My car has trouble starting only within a certain temperature range. It will crank and crank and once it starts, runs fine.
If I start it first thing in the morning, it starts right up. If I have stopped somewhere for like 30 minutes, it cranks and starts right up. But if it's been about an hour (the time to eat a meal or work meeting), it will crank for a very long time before sputtering and then starting.
So if its cold or hot it starts, if its in between, it's rough.


----------



## jetta5000 (Jul 18, 2006)

*Re: Starting trouble (srvfan84)*

try the cold start valve maybe? they do weird things from time to time


----------



## yodasfro (Oct 2, 2004)

*Re: Starting trouble (jetta5000)*

Pull the fault codes.

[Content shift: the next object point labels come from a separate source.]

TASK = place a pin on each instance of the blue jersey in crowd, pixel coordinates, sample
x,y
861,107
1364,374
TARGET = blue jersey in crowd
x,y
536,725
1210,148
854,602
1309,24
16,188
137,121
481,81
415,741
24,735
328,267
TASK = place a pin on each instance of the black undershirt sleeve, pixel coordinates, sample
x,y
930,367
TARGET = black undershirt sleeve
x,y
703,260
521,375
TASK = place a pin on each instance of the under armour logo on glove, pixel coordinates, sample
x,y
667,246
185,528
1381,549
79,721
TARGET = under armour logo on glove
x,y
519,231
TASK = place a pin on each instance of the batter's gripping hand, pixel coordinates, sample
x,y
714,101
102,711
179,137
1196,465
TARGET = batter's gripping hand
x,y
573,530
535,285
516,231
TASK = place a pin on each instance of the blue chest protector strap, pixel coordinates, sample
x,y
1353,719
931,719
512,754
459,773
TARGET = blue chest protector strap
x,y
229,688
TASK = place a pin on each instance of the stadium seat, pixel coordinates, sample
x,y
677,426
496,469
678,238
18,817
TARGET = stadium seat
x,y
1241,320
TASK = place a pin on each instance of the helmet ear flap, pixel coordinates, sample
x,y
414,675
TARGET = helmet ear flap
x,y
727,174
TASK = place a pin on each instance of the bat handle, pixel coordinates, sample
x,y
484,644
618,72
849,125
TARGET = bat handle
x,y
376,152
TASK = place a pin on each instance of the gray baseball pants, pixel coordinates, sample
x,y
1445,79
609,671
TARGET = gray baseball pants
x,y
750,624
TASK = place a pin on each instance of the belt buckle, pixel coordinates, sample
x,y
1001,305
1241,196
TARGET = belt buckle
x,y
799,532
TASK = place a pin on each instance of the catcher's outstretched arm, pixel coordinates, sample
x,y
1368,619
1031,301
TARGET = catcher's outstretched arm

Sounds like a tired crank sensor they fail over time do to heat since they are magnetic. You can test them with a multi-meter.


----------



## srvfan84 (Jun 23, 2006)

*Re: Starting trouble (yodasfro)*

My first impression was one of the water temp sensors. I don't think it is the multi-function switch but the other one. I think my fuel timing is getting changed because when it starts like that the idle waivers a bit. When the engine is hot or cold idle is nice and steady but when I start it in between is when I have trouble. 
I'm thinking the sensor that is on the water manifold next to the multi function switch.


----------



## yodasfro (Oct 2, 2004)

*Re: Starting trouble (srvfan84)*

Wait what car is this on? 91 200 20v? If so the coolant sensor is at the back of the head. The one on the h20 manifold next to the MFTS is for the afterun fan and h20 pump.


_Modified by yodasfro at 8:40 PM 5-21-2008_


----------